Suddenly, I couldn’t move my legs, I couldn’t even scream, I just tried to grab on to the banister. I was falling backward. I hit the walls with my hand as hard as possible and then my face hit the carpet on the stair and I was sliding down on my butt. The rug on each stair was burning the side of my face, it was like underwater.

There was no space in me for breathing.

I lifted my head up and dropped it. I was lying on the floor of the downstairs. It was dark because I hadn’t turned on the light. I was trying to breathe.

Trying to breathe.

That was when Nina appeared.

I clutched at the air.

She chatted,
Hi, I’m Nina, your FeedTech customer assistance representative. Have you noticed panic can lead to big-time underarm odor? A lot of girls do. No sweat! Why not check out the brag collection of perspiration-control devices at the DVS Superpharmacy Hypersite? But that’s not why I’m here, Violet.

First little breaths, then bigger ones, then finally I could feel my face and my back hurting, and I had my wind back. My legs were in funny places and I couldn’t feel them at all.

Nina said,
I’m here to inform you that FeedTech Corp has decided to turn down your petition for complimentary feed repair and/or replacement.

“No,” said Violet/me out loud. “No, fuck you. Please. Please. No.”

We have also tried to interest other corporate investors in your case.

Violet was like,
Please. Please. I need help.
We couldn’t move our legs. We were lying there, and we couldn’t move them, and Nina was saying,
We tried our best to interest a variety of possible corporate sponsors, but we regret to tell you that you were turned down.

What? Why?

We’re sorry, Violet Durn. Unfortunately, FeedTech and other investors reviewed your purchasing history, and we don’t feel that you would be a reliable investment at this time. No one could get what we call a “handle” on your shopping habits, like for example you asking for information about all those wow and brag products and then never buying anything. We have to inform you that our corporate investors were like, “What’s doing with this?” Sorry — I’m afraid you’ll just have to work with your feed the way it is.

Violet lay back down in the dark, her legs starting to sting. She called out loud for her dad. She was sobbing.

Maybe, Violet, if we check out some of the great bargains available to you through the feednet over the next six months, we might be able to create a consumer portrait of you that would interest our investment team. How ’bout it, Violet Durn? Just us, you and me — girls together! Shop till you stop and drop!

Go away,
Violet said in a burst over the feed.
Go away. Go — away.

Nina smiled.
I’ve got a galaxy of super products we can try together!

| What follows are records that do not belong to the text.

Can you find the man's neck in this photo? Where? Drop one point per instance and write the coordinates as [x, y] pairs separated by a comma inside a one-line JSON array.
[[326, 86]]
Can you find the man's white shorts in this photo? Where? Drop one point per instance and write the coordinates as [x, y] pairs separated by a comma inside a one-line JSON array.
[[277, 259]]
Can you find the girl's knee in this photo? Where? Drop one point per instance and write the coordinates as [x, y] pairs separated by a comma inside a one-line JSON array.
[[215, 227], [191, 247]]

Please. I’m alone in the house and I fell down. Please go away. Please don’t help.

That’s where Violet clipped off the end of her memory when she sent it to me. Her, lying in the dark, on the ground, in the basement, waiting for her father to come and help.

Feeling the pain in her head. Wondering if it was just from falling, or if it was the feed rusting somehow, as if she could feel it, rusting brown in her brain.

When I woke up, I had a headache. We didn’t go dancing. It was already getting dark in her neighborhood, and her father was staring out the window at her, and I felt like a jerk, because it was pretty clear he was thinking,
My daughter is spending these last like precious hours with some malfunctioned asshole.

She was sitting next to me on the grass. Upcars were shooting over, back and forth, people were commuting. It was the end of the day.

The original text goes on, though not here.